The Too Loud Silence
- July 13, 1999 -

She stood, looking out over the wasteland, the silence welling up from her core like blood from a fresh wound. Miles in the distance the wind easily pulled the sand from its resting place and whipped it into a whirlwind. She stared at the elements' violent outburst, completely disconnected from the part of her mind that would estimate the distance and speed and calculate when the storm would reach her position. The wind snatched at her hair, trying to yank her soul from her body, but it was only the typical weather conditions; the storm was as yet only a slight crescendo in the usual howl of the wind. As was the voice of the young man at her elbow, trying to reach her from outside a respectable radius. Nothing touched her, not the wind, or the sand it blew into tender skin, not the slow swell in the howling wind as the storm approached, not the hand, growing increasingly insistent, that was tugging on her sleeve, or the voice, nearly pleading now, that accompanied it.

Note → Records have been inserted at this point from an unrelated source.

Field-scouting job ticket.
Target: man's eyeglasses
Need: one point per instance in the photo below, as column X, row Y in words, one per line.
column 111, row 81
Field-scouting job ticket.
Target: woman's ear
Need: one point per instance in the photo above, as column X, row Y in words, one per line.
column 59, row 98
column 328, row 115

There was no silence in his world . . . the wind screamed louder until his voice was lost even to his own ears and he knew he still called to her only by the ache in his throat. His desperation grew as she ignored-—no, seemed not even aware of him. Respect and deference waged with the increasing danger of their situation. The fact was, there was no time for her to grieve, not if they wanted to avoid adding two more names to the death tolls.

"Please! We have to get out of here!" He pulled her arm so hard that she was forced to half-turn to face him. And she saw him. Only what she saw, certainly, wasn't really him, wasn't the man she knew and cared about. Perhaps all she saw was something to grab hold to, something she could use to pull herself from the killing silence. Perhaps it was the uniform—-dirty and torn and stained with blood, his and hers and that of the dead.

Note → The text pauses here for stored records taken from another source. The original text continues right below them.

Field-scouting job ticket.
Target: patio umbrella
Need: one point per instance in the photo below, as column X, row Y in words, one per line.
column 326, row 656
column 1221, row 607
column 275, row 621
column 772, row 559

He saw in her eyes, hollow and haunted though they were and would remain, some bit of assurance. Not recognition exactly, but perhaps some hidden 'programming' that had snapped into place when her mind wasn't up to the task. She said nothing to him, only turned away again and bent to the broken woman at her feet. This woman who had consumed her thoughts even as her eyes were locked on the horizon. She hefted the shattered body with a strength that he would not have imagined was in her, yet it did not surprise him.

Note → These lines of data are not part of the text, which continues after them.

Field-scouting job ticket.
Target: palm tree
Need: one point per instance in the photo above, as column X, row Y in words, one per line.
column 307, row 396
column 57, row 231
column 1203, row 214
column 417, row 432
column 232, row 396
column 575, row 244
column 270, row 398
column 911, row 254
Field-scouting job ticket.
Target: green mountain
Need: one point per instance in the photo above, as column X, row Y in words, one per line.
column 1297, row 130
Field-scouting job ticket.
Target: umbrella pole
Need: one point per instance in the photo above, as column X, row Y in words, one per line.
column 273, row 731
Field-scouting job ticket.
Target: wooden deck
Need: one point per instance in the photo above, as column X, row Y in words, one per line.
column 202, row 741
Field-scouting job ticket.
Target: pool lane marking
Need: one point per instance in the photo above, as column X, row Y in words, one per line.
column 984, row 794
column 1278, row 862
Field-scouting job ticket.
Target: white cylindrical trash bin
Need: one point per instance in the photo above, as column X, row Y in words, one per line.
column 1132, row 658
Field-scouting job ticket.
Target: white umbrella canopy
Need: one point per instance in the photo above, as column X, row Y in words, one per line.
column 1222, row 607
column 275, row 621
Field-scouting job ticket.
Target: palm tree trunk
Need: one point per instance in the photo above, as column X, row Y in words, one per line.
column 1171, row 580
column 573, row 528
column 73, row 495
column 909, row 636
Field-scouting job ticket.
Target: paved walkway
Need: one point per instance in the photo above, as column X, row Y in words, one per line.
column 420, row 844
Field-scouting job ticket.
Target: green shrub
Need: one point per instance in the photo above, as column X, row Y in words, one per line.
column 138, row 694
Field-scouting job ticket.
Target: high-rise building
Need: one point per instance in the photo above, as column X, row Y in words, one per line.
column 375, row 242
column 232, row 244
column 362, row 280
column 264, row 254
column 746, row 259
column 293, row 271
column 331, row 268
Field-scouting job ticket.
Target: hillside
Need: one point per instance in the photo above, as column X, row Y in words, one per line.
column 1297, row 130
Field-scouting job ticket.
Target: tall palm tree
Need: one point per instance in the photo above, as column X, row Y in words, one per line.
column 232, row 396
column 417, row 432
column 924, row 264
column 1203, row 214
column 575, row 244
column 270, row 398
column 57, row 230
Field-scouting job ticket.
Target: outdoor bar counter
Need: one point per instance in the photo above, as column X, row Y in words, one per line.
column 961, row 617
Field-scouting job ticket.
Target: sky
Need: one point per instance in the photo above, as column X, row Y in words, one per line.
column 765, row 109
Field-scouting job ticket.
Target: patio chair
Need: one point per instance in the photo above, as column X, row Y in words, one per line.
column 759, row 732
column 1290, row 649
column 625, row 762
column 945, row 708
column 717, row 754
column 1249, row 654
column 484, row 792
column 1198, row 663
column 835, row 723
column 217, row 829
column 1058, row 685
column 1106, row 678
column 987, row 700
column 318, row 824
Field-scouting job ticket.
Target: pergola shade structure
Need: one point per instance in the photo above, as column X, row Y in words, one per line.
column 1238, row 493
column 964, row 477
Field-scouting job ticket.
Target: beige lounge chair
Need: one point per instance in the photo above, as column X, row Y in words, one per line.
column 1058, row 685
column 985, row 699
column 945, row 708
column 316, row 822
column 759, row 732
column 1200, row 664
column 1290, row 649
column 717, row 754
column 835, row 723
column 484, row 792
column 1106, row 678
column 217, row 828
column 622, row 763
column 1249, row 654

"Help me, Harry," she yelled, her voice frightening as she bellowed even over the storm. It was a sound filled with rage and a pain too great to be expressed in articulate words. Yet, still she managed to command over the roaring wind. And the unspoken vow was louder still: We will not leave her!

And this also did not surprise him. Of course they wouldn't leave behind their comrade, their friend. He finally entered the tiny circle of her personal space that he'd tried to avoid out of respect for her, not simply for her rank, but his respect for the woman, out of deference for this new grief she'd been forced to accept. He took half of the weight, or at least as much as she was forced to give up to run.

They were already running towards the shuttlecraft, running against the wind, the sand blowing into their eyes and cutting their faces. And he felt her grief wash over him, pouring into and over and through his own grief like scalding liquid. Like the lifeblood that drenched his hands in warmth from the dead and from the living. Like hot tears from a freezing soul not yet quite cold enough not to feel. The tears ran from his own eyes, not merely because of the sand, and dripped with their sweat onto the parched land beneath their boots.

The storm was moving fast and overtook them just as they reached the shuttle, as she took all of their burden so he could open the hatch. The little vessel shook as the wind buffeted it, but blessedly they could no longer hear the terrible shriek that would haunt both of their dreams.

They laid the body gently on the floor. He tripped over it as he dashed for the controls, swore, apologized, and succumbed to a short, hysteric laugh.

Kneeling by the dead woman, she heard none of this. She tenderly brushed the blond hair back, untangling it from the matted blood at the temple, and closed the eyes. The silence roared through her veins with more volume than the storm had ever achieved. Yet when he called from the controls to her, she went to him. Together they fought through the storm, as they would later fight off the silence by sharing it, and escaped into the more friendly silence of space, heading for home.